Yohanna closed her eyes, gathering together the strength she sensed she was going to need to get through this phone call.
Until just a minute ago she’d been walking on air, still extremely excited about being hired. She would have been relieved landing any job so quickly, on practically the heels of her recent layoff, but landing a job with Lukkas Spader, well, that was just the whip cream and the cherry on her sundae.
However, dealing with her mother always seemed to somehow diminish her triumphs and magnify everything that currently wasn’t going well in her life. Her mother had a way of talking to her that made her feel as if she was a child again. A child incapable of doing anything right without her mother’s help.

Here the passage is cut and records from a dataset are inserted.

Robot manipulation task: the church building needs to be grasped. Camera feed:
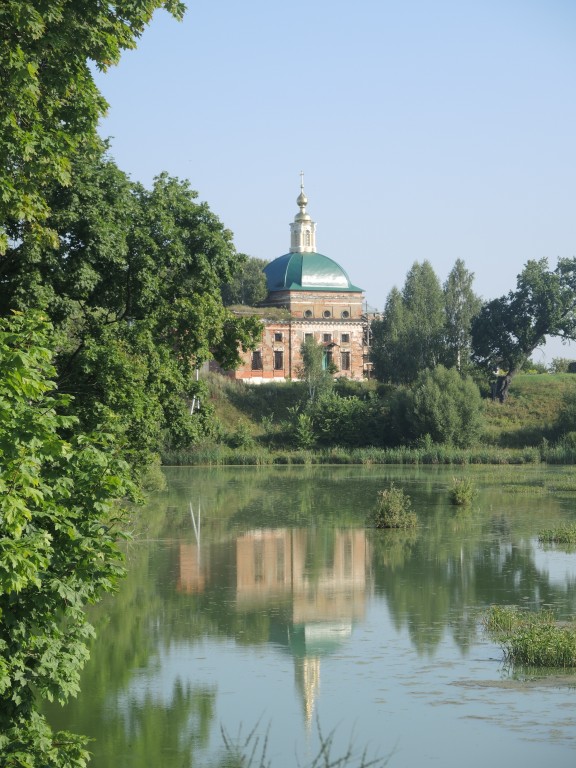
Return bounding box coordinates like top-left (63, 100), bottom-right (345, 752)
top-left (230, 182), bottom-right (369, 384)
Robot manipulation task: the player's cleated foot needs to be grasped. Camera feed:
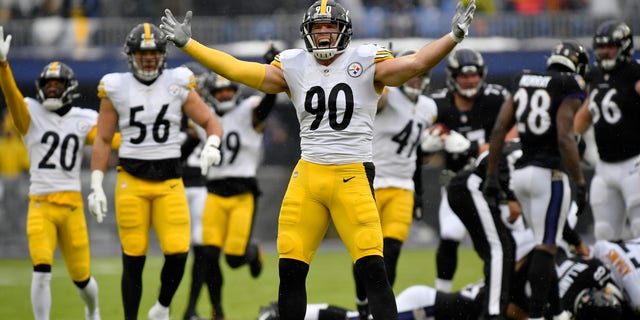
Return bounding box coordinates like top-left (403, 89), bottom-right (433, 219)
top-left (258, 301), bottom-right (280, 320)
top-left (356, 299), bottom-right (370, 320)
top-left (249, 244), bottom-right (262, 278)
top-left (148, 301), bottom-right (169, 320)
top-left (84, 307), bottom-right (101, 320)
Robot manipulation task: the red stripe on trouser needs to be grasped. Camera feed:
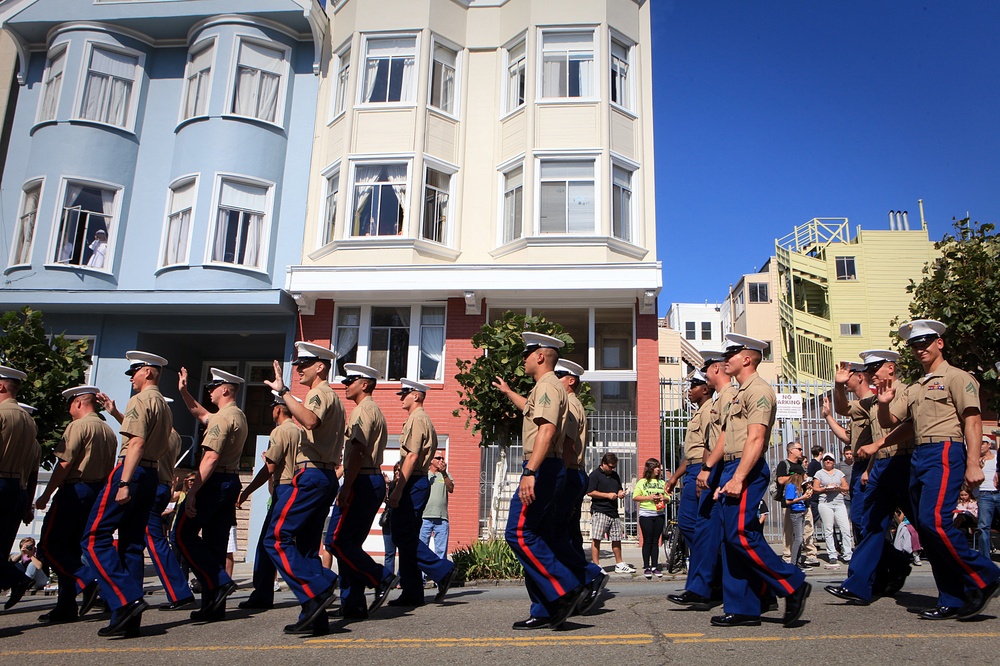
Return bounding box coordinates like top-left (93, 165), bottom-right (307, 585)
top-left (146, 525), bottom-right (178, 601)
top-left (177, 512), bottom-right (215, 595)
top-left (934, 442), bottom-right (986, 589)
top-left (87, 465), bottom-right (128, 606)
top-left (330, 486), bottom-right (380, 587)
top-left (274, 470), bottom-right (316, 597)
top-left (737, 489), bottom-right (795, 594)
top-left (517, 504), bottom-right (566, 597)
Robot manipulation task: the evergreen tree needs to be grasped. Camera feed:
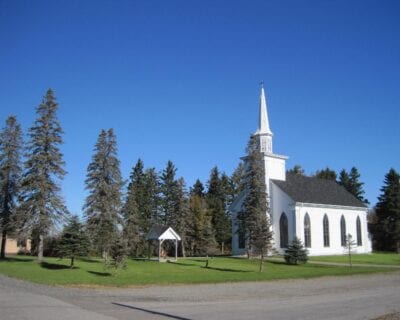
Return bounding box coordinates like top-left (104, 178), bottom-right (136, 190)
top-left (238, 136), bottom-right (272, 271)
top-left (161, 160), bottom-right (178, 227)
top-left (284, 237), bottom-right (308, 264)
top-left (57, 216), bottom-right (90, 268)
top-left (104, 234), bottom-right (128, 275)
top-left (287, 164), bottom-right (305, 176)
top-left (206, 167), bottom-right (231, 253)
top-left (348, 167), bottom-right (369, 204)
top-left (83, 129), bottom-right (123, 260)
top-left (315, 167), bottom-right (337, 181)
top-left (0, 116), bottom-right (23, 258)
top-left (21, 89), bottom-right (68, 262)
top-left (371, 168), bottom-right (400, 253)
top-left (189, 180), bottom-right (215, 256)
top-left (230, 161), bottom-right (245, 198)
top-left (175, 178), bottom-right (193, 257)
top-left (190, 179), bottom-right (204, 197)
top-left (338, 169), bottom-right (350, 192)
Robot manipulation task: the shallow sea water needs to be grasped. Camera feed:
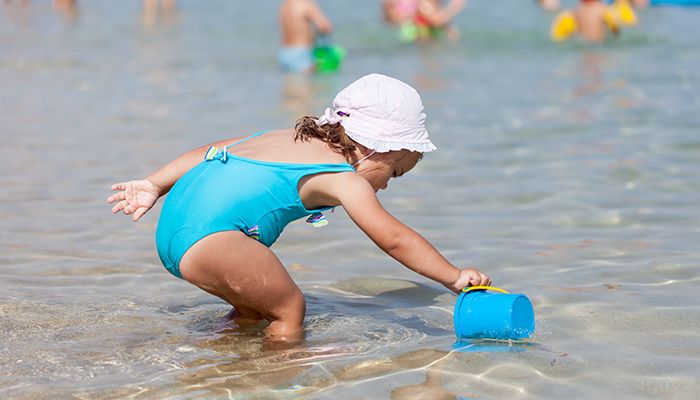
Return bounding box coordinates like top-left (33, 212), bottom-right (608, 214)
top-left (0, 0), bottom-right (700, 399)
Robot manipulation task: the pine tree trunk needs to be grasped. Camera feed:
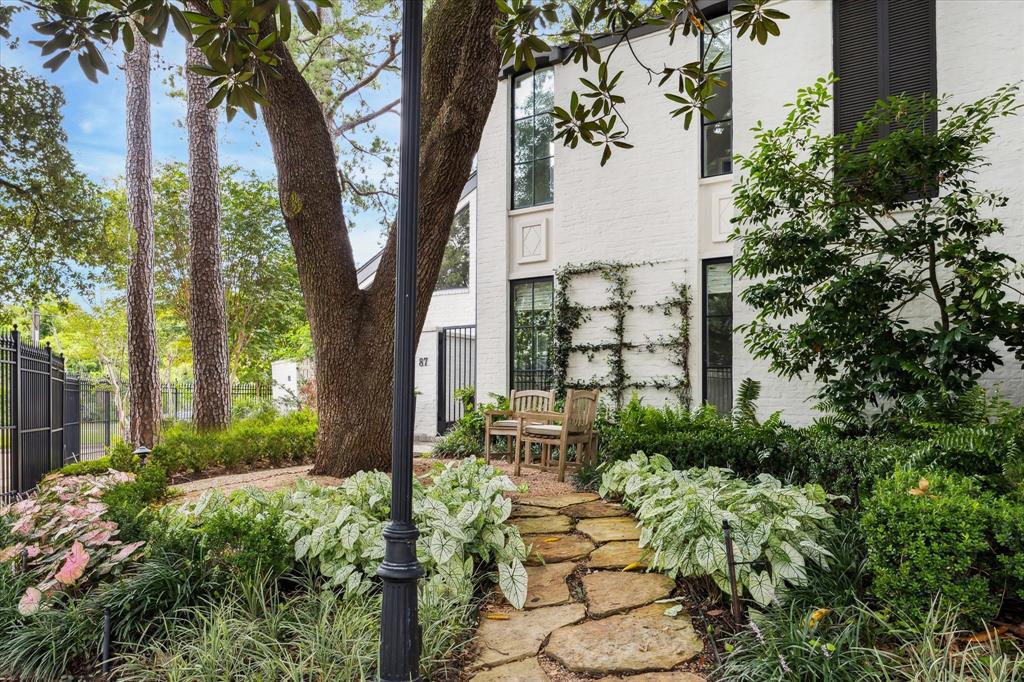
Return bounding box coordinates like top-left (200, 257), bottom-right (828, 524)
top-left (256, 0), bottom-right (500, 476)
top-left (185, 45), bottom-right (231, 430)
top-left (125, 32), bottom-right (160, 447)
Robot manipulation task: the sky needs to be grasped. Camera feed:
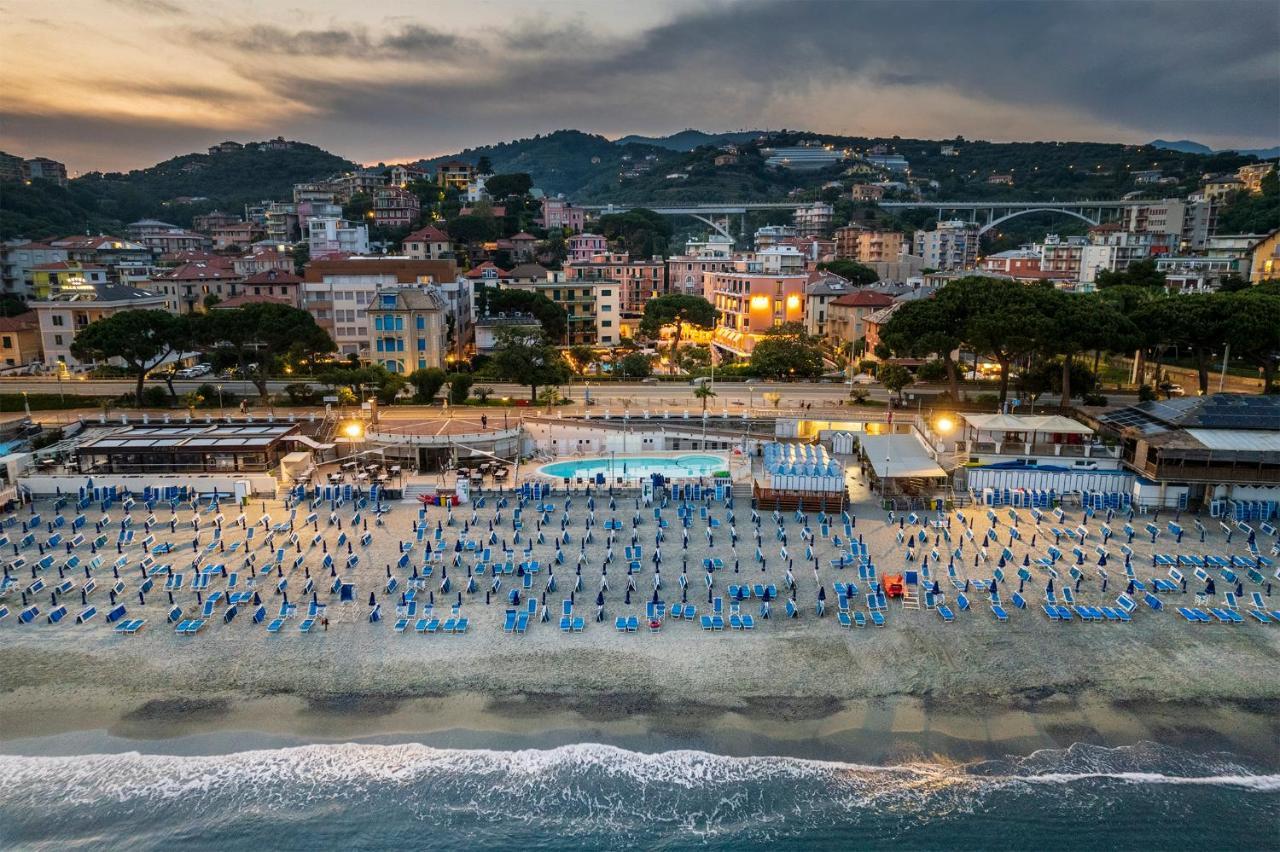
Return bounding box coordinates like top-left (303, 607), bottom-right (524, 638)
top-left (0, 0), bottom-right (1280, 173)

Yohanna knew that, deep down, her mother really meant well; she just wished the woman could mean well less often.
“Why would you do that, Mother?” she finally asked. She hadn’t used her room since she’d left for college and moved out on her own.
“So you’ll have somewhere to sleep, of course,” her mother said impatiently.
“I have somewhere to sleep. I sleep in my bedroom, which is in my condo, Mother, remember?” Yohanna asked tactfully.
She heard her mother sigh deeply before the woman launched into her explanation.
“Well, now that you’ve lost your job, you’re not going to be able to hang on to that overpriced apartment of your
s. You should sell it now before the bank forecloses on it.”
Yohanna was stunned. Where was all this coming from? She’d had this so-called “discussion” with her mother several years ago when she’d first bought her condo. Her mother couldn’t understand why “a daughter of mine” would “waste” her money buying a “glorified apartment” when she had a perfectly good room right in her house. She’d thought that argument had finally been laid to rest.
Obviously she had thought wrong.
“The bank isn’t going to foreclose on me, Mother,” Yohanna informed her. “My mortgage payments are all up-to-date.”
“Well, they won’t be now that you’ve been fired,” her mother predicted with a jarring certainty.
“Laid off, Mother,” Yohanna corrected, trying not to grit her teeth. But there was no one who could make her crazier faster than her mother. “I wasn’t fired, I was laid off.”
“Whatever.” The woman cavalierly dismissed the correction.
“There is a difference, Mother,” Yohanna insisted. “One has to do with job performance. The other is a sad fact of modern life. In my case, it was the latter.”
“Potato, potato,” her mother said in a singsong voice. “The bottom line at the end of the day is that you don’t have a job.”
The words suddenly hit her for the first time. “How did you find out?” Yohanna asked.
She hadn’t told anyone about her layoff except for Mrs. Parnell, bless her. Granted, the people that she’d worked with knew, but a lot of them had been laid off, as well. She didn’t see any of them sending her mother a news bulletin. They didn’t even know her mother.
So how had her mother found out?
“I’m your mother,” Elizabeth Andrzejewski replied proudly, as if that alone should have been enough of an explanation. “I know everything.”